Switzerland’s Federal Council agreed yesterday to set up a new independent committee to advise on disputes over art that was looted during the Nazi era. The panel will also be consulted over repatriation claims made about cultural objects that came to Switzerland due to colonialism. It will be formed of nine to 12 experts and becomes active in the new year.

The new Independent Commission for Historically Contaminated Cultural Heritage will offer recommendations that are not binding. In this way, it follows in the footsteps of similar initiatives, like Germany’s Limbach Commission, established in 2003, and Austria’s Commission for Provenance Research, established in 1998. That same year, the Washington Principles on Nazi-Confiscated Art were first officially declared, which the Swiss government endorsed.

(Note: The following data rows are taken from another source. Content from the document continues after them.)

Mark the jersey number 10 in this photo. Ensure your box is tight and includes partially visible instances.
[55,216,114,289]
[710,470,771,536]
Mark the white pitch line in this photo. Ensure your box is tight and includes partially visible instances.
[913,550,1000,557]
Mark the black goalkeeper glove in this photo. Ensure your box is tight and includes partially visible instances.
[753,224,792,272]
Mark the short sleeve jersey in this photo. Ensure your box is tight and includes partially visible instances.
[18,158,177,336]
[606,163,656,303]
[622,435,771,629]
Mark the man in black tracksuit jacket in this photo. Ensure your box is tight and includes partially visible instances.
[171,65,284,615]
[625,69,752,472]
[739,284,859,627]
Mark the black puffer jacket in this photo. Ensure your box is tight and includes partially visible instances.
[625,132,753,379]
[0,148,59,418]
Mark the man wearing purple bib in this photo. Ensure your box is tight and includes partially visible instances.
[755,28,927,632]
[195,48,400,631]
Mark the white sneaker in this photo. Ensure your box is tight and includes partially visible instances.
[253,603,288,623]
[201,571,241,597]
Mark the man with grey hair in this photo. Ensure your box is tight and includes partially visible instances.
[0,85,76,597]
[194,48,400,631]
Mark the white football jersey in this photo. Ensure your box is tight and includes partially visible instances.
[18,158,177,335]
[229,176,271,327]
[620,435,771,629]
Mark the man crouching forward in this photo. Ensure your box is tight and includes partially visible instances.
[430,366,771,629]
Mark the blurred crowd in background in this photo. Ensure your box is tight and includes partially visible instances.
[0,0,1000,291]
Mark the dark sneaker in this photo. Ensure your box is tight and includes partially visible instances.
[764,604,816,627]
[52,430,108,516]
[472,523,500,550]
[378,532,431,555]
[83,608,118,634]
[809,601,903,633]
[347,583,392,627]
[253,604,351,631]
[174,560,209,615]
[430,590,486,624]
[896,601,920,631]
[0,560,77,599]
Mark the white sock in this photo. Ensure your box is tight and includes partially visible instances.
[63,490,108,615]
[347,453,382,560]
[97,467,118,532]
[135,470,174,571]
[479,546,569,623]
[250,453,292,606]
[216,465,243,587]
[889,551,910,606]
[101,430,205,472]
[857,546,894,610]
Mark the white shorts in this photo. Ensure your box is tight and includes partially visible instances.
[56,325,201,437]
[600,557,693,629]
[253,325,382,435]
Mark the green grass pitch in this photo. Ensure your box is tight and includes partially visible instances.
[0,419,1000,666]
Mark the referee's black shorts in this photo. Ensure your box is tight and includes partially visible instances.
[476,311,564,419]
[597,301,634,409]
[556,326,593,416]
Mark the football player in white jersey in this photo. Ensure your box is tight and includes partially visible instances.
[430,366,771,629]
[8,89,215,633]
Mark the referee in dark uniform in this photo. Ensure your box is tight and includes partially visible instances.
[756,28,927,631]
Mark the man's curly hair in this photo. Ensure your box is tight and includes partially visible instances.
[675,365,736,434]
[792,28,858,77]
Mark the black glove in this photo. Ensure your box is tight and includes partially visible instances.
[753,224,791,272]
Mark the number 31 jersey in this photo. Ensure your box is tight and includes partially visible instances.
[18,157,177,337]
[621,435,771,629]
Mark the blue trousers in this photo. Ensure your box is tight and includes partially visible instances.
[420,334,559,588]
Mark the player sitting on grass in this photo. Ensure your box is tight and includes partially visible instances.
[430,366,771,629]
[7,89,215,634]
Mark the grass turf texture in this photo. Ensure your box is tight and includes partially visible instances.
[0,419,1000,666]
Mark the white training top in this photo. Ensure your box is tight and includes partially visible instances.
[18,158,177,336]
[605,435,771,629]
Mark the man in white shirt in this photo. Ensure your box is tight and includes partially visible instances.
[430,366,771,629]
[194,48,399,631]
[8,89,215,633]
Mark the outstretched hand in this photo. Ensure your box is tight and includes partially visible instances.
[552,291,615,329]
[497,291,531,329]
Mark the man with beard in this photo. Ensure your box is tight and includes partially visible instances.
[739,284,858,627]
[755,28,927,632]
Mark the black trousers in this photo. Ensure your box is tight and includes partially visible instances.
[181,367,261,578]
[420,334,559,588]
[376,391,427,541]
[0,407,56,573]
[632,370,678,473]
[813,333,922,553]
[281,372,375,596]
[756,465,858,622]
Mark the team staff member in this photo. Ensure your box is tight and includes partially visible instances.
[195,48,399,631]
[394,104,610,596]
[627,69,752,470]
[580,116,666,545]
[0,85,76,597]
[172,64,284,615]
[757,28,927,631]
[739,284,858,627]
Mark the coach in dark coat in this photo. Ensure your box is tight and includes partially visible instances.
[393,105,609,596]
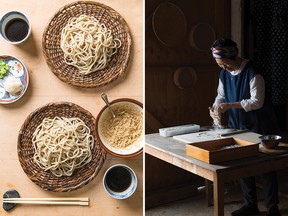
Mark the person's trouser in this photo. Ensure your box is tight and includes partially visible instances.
[240,172,279,209]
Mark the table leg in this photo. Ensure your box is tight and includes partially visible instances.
[205,179,213,207]
[213,173,224,216]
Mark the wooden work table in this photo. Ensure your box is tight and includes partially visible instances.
[0,0,143,216]
[145,132,288,216]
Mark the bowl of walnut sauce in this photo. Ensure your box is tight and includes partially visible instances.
[95,98,143,158]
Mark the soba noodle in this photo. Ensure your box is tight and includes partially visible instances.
[100,103,143,149]
[60,15,121,75]
[32,117,94,177]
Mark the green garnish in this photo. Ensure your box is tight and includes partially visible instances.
[0,59,10,79]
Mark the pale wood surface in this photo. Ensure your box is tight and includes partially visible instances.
[0,0,143,216]
[145,132,288,216]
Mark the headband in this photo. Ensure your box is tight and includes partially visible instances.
[211,47,238,59]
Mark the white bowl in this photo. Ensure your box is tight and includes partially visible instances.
[95,98,143,158]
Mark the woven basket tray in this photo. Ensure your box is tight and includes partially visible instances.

According to Monopol, the decision to set up a similar committee in Switzerland was triggered by the recent controversy surrounding the exhibition of artworks collected by Emil Bührle at the Kunsthaus Zurich. The German-born Swiss arms manufacturer, who died in 1956, is thought to have benefitted from the questionable sales of art that was either looted from its Jewish owners or sold for cheap as they fled the Nazis.

The Kunsthaus received the works as a permanent loan from the Bührle Foundation. Over the summer, an art collective “hacked” the exhibition by replacing QR codes that linked to provenance information with new versions redirecting visitors to a website that described Bührle as “a Nazi sympathizer, an authoritarian militarist, at best a war profiteer—but probably a war criminal.” (The Bührle Foundation claimed that 13 looted works were returned to their rightful owners in the 1940s, of which nine were later repurchased by Bührle, according to Euronews.)

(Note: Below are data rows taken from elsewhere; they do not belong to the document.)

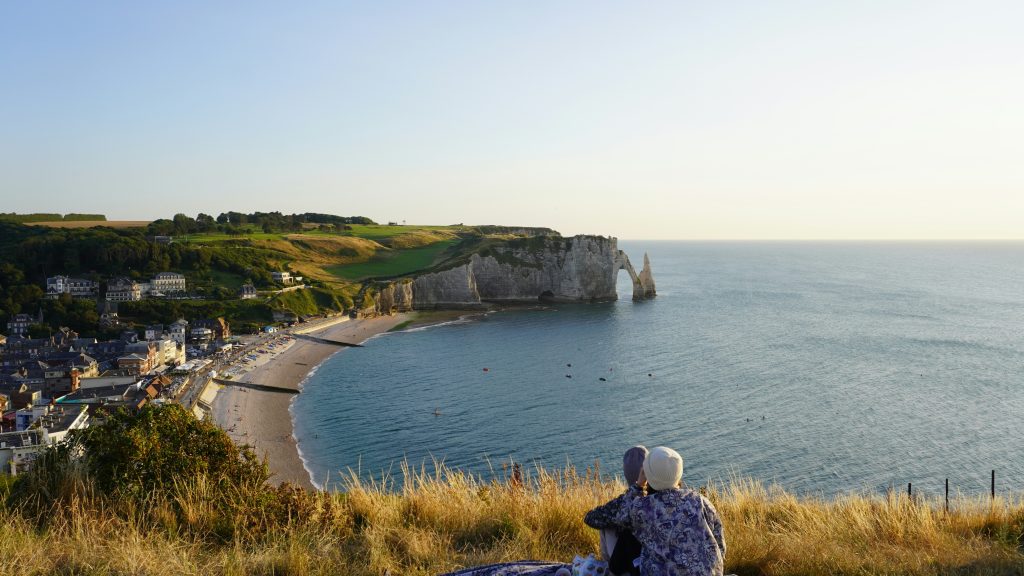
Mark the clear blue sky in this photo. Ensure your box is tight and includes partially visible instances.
[0,0,1024,238]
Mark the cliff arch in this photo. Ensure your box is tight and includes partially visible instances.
[615,250,657,300]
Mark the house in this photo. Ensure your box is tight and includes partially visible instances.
[106,278,142,302]
[150,272,185,294]
[118,341,157,374]
[118,354,153,374]
[7,314,41,336]
[56,380,158,412]
[193,318,231,340]
[167,319,188,344]
[99,312,121,328]
[0,428,49,476]
[46,276,99,298]
[155,338,185,366]
[145,324,164,341]
[189,327,213,349]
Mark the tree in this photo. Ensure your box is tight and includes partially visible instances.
[72,404,269,495]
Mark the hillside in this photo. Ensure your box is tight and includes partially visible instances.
[0,212,557,334]
[0,453,1024,576]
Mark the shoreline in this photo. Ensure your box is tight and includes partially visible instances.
[211,313,407,489]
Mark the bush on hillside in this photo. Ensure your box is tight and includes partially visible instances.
[74,404,269,493]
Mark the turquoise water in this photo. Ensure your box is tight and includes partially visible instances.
[293,242,1024,495]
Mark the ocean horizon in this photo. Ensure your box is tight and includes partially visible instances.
[292,241,1024,495]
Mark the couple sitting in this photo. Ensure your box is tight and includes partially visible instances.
[584,446,725,576]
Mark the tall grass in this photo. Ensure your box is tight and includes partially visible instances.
[0,457,1024,576]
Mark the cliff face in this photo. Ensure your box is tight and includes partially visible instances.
[401,236,654,308]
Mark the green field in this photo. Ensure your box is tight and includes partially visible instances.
[183,231,287,244]
[210,269,245,290]
[345,220,458,240]
[325,238,456,280]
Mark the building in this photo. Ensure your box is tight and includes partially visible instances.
[106,278,142,302]
[167,319,188,344]
[118,354,153,374]
[7,314,38,337]
[193,318,231,340]
[156,338,185,366]
[145,324,164,341]
[0,405,89,476]
[46,276,99,298]
[189,328,213,349]
[56,380,159,412]
[0,428,49,476]
[150,272,185,294]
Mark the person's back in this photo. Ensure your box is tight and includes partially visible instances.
[630,488,725,576]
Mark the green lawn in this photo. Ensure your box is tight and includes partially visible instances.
[184,232,285,244]
[210,269,246,290]
[326,239,456,280]
[345,224,457,240]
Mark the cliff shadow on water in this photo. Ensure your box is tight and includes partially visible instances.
[367,236,656,314]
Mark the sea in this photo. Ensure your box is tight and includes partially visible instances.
[292,241,1024,497]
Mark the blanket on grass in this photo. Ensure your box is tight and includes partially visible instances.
[441,561,572,576]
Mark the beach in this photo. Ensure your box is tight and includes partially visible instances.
[210,314,412,489]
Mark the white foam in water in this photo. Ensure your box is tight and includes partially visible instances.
[293,242,1024,494]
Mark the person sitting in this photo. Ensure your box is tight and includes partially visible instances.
[584,446,725,576]
[600,446,647,576]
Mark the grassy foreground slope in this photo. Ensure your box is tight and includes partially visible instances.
[0,468,1024,576]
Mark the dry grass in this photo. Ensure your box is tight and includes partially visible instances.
[0,466,1024,576]
[26,220,152,228]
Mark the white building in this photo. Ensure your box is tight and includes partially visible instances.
[150,272,185,294]
[157,338,185,366]
[191,328,213,349]
[106,278,142,302]
[7,314,37,336]
[145,324,164,340]
[0,406,89,476]
[167,319,188,344]
[46,276,99,298]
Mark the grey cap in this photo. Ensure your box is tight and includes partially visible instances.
[623,445,647,484]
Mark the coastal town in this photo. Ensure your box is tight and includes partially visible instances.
[0,266,311,476]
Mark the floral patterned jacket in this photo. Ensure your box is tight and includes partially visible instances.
[583,486,725,576]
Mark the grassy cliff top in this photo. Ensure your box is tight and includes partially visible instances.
[6,461,1024,576]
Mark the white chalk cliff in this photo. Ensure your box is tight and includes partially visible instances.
[375,236,656,314]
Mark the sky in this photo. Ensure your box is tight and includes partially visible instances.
[0,0,1024,240]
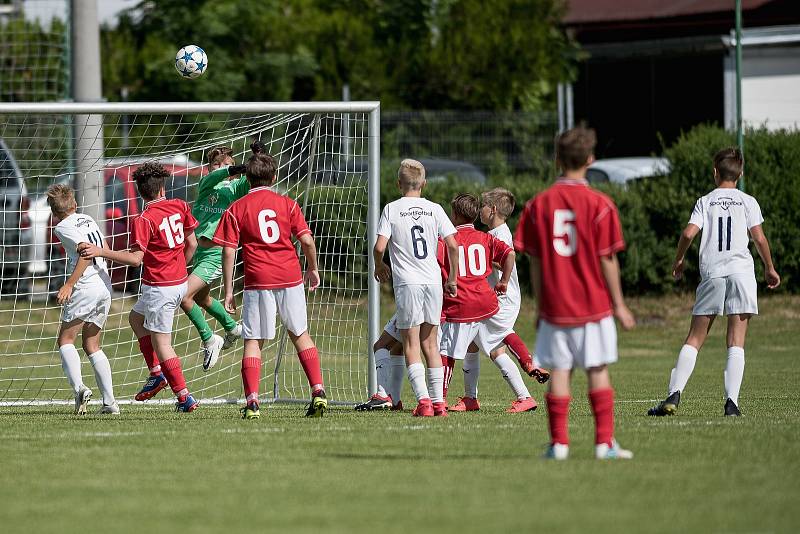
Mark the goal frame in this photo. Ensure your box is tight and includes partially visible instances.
[0,101,381,402]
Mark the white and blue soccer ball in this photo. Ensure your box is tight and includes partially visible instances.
[175,45,208,78]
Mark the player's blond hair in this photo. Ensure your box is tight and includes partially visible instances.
[397,158,425,191]
[450,193,481,222]
[47,184,78,215]
[481,187,517,219]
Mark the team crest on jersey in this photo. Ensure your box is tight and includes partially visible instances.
[709,197,743,211]
[400,206,433,221]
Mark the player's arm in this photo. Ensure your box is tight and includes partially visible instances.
[600,254,636,330]
[222,247,236,313]
[444,234,459,297]
[297,233,320,291]
[183,231,197,265]
[672,223,700,280]
[750,224,781,289]
[372,234,392,283]
[78,243,144,267]
[56,258,92,305]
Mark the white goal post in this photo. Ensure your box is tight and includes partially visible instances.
[0,102,380,405]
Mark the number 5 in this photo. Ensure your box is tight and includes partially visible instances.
[553,210,578,257]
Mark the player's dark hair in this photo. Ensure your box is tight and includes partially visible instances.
[556,126,597,171]
[450,193,481,222]
[206,145,233,165]
[714,147,744,182]
[246,153,278,187]
[133,161,169,200]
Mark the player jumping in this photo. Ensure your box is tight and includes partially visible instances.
[514,127,635,460]
[213,153,328,419]
[373,159,458,417]
[78,162,198,412]
[47,184,119,415]
[647,148,781,416]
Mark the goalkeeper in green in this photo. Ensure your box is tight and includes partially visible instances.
[181,141,264,371]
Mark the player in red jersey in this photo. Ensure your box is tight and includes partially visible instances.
[514,127,635,460]
[78,162,198,412]
[213,153,328,419]
[438,194,537,413]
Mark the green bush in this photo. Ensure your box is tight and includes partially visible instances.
[381,126,800,294]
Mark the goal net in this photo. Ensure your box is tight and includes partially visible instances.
[0,102,379,405]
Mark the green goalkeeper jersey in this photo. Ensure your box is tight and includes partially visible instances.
[192,167,250,239]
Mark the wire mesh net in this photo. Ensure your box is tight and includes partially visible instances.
[0,109,369,403]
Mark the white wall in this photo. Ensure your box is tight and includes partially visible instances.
[742,46,800,130]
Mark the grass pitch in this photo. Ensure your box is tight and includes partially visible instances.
[0,297,800,533]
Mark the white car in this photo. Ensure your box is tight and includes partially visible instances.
[586,158,670,185]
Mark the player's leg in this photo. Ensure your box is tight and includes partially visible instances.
[58,319,92,415]
[724,313,752,416]
[647,315,716,417]
[181,273,225,371]
[419,322,447,417]
[81,322,119,415]
[280,284,328,417]
[128,310,168,401]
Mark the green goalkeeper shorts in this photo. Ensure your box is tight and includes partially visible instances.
[192,247,222,285]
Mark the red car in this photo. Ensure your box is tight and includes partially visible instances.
[50,158,207,292]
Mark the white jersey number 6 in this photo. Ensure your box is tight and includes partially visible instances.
[258,210,281,243]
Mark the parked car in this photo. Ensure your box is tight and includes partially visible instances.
[0,139,31,296]
[586,157,670,185]
[32,158,206,293]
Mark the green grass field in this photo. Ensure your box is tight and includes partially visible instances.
[0,297,800,533]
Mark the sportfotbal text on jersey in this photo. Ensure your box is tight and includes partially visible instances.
[708,197,744,210]
[400,208,433,221]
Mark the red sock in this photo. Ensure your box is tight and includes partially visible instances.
[161,356,189,397]
[589,388,614,447]
[544,393,572,445]
[441,354,456,402]
[503,333,533,367]
[139,336,161,376]
[242,356,261,402]
[297,347,324,393]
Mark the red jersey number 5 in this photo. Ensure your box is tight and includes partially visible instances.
[258,210,281,243]
[158,213,183,248]
[553,210,578,257]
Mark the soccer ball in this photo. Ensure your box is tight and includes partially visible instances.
[175,45,208,78]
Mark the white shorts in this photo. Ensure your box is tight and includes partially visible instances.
[133,282,188,334]
[439,321,505,360]
[394,284,442,330]
[383,313,403,343]
[692,274,758,315]
[536,316,617,370]
[61,283,111,328]
[242,284,308,339]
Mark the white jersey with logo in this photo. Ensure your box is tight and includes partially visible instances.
[489,223,522,312]
[689,188,764,280]
[53,213,111,287]
[378,197,456,287]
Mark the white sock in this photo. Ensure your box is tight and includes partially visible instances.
[388,355,406,405]
[89,350,116,406]
[669,345,697,395]
[58,344,83,393]
[428,367,444,402]
[375,349,390,397]
[725,347,744,406]
[494,354,531,399]
[462,352,481,399]
[408,363,431,402]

Since this incident, the museum has opened a new exhibition titled “Art, Context, War, and Conflict” (until December 31, 2024), which attempts to better contextualize any questionable works by spotlighting the stories of their former Jewish owners. These efforts have been roundly criticized as inadequate.

Unlike Germany’s Limbach Commission, which mediates only when two parties cannot resolve a dispute, the Swiss panel must act even when only one party voices a demand. Inquiries can be made via Switzerland’s Federal Office of Culture.